Context: It is a classic result that empirical frequencies of actions for players playing regret minimization algorithms converges to a coarse corr equilibrium. CCEs are not necessarily desirable solution concepts because they sometimes admit irrational behavior. For monotone games, it is known that the empirical frequencies converge converge to nash equilibrium for agents playing FTRL. Recently, Mertikopoulos et al proved that the sequence of plays for FTRL converges to nash for games -- they prove something more general that goes beyond concave potential games, in fact. This work considers that case when each agent can only observe bandit feedback.

This paper examines the long-run behavior of learning with bandit feedback in non-cooperative concave games.
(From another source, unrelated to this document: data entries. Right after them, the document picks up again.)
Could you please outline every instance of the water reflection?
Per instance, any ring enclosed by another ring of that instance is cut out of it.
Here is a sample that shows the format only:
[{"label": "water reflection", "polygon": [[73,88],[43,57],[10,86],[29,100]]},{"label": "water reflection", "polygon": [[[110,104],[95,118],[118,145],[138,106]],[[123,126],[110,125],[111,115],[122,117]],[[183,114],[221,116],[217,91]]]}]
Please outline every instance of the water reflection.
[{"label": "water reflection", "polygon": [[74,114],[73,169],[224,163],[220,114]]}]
The bandit framework accounts for extremely low-information environments where the agents may not even know they are playing a game; as such, the agents' most sensible choice in this setting would be to employ a no-regret learning algorithm. In general, this does not mean that the players' behavior stabilizes in the long run: no-regret learning may lead to cycles, even with perfect gradient information. However, if a standard monotonicity condition is satisfied, our analysis shows that no-regret learning based on mirror descent with bandit feedback converges to Nash equilibrium with probability 1. We also derive an upper bound for the convergence rate of the process that nearly matches the best attainable rate for single-agent bandit stochastic optimization.